The Council on American-Islamic Relations (CAIR), the nation's largest Muslim civil rights and advocacy organization, on Saturday questioned the release of a Signal Mountain man who admitted to planning what it called "a Charleston-style terror attack" on a Muslim community in New York.
CAIR also called for stepped up protection for the community targeted in the plot. Judge Curtis Collier of Chattanooga has not yet approved a plea agreement reached between prosecutors and attorneys for Robert Rankin Doggart, an ordained minister of the Christian National Church, who admitted to plotting a massacre at a Muslim school and mosque in Hancock, N.Y., in collaboration with members of a South Carolina militia. Judge Collier asked attorneys to submit evidence that the former District 4 Congressional candidate was involved in "a true threat."
Doggart, 63, was recorded on a wiretapped phone call planning to burn down a mosque and Muslim school, while shooting anyone who tried to stop the attackers. "Our small group will soon be faced with the fight of our lives.

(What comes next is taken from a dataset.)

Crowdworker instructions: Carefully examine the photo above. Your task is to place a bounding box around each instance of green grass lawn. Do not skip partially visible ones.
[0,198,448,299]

We will offer those lives as collateral to prove our commitment to our God," Doggart wrote in a Facebook post.
"We shall be warriors who will inflict horrible numbers of casualties upon the enemies of our nation and world peace." "When we meet in this state, the people we seek will know who we are," Doggart said in a recorded phone call. "We will be cruel to them, and we will burn down their buildings. If anyone attempts to harm us in any way, our stand gunner will take them down from 350 yards away. The standoff gunner would be me."
Doggart was arrested April 10 and charged with soliciting others to violate civil rights, attempts to damage religious property because of the religious character of the property and making threats through interstate communication.
A plea deal was worked out on a charge of interstate communication of threats, but the judge has not accepted it.
Federal Magistrate Susan K. Lee at first ordered that Doggart remain in jail pending the outcome of the case. Later, she said he could be on house arrest until the case is resolved.
In May, CAIR called on the Obama administration to treat Doggart's planned religiously-motivated attack as an act of domestic terrorism.
"It is deeply troubling that an individual who has admitted to planning a religiously-motivated terror attack on American Muslims is now free, while the intended targets of his plot remain unprotected," said CAIR National Executive Director Nihad Awad. "We urge authorities to place Mr. Doggart in custody until this case is resolved, and failing that, to offer protection to his intended targets."
He said the case is another indicator of the rise in anti-Muslim incidents nationwide.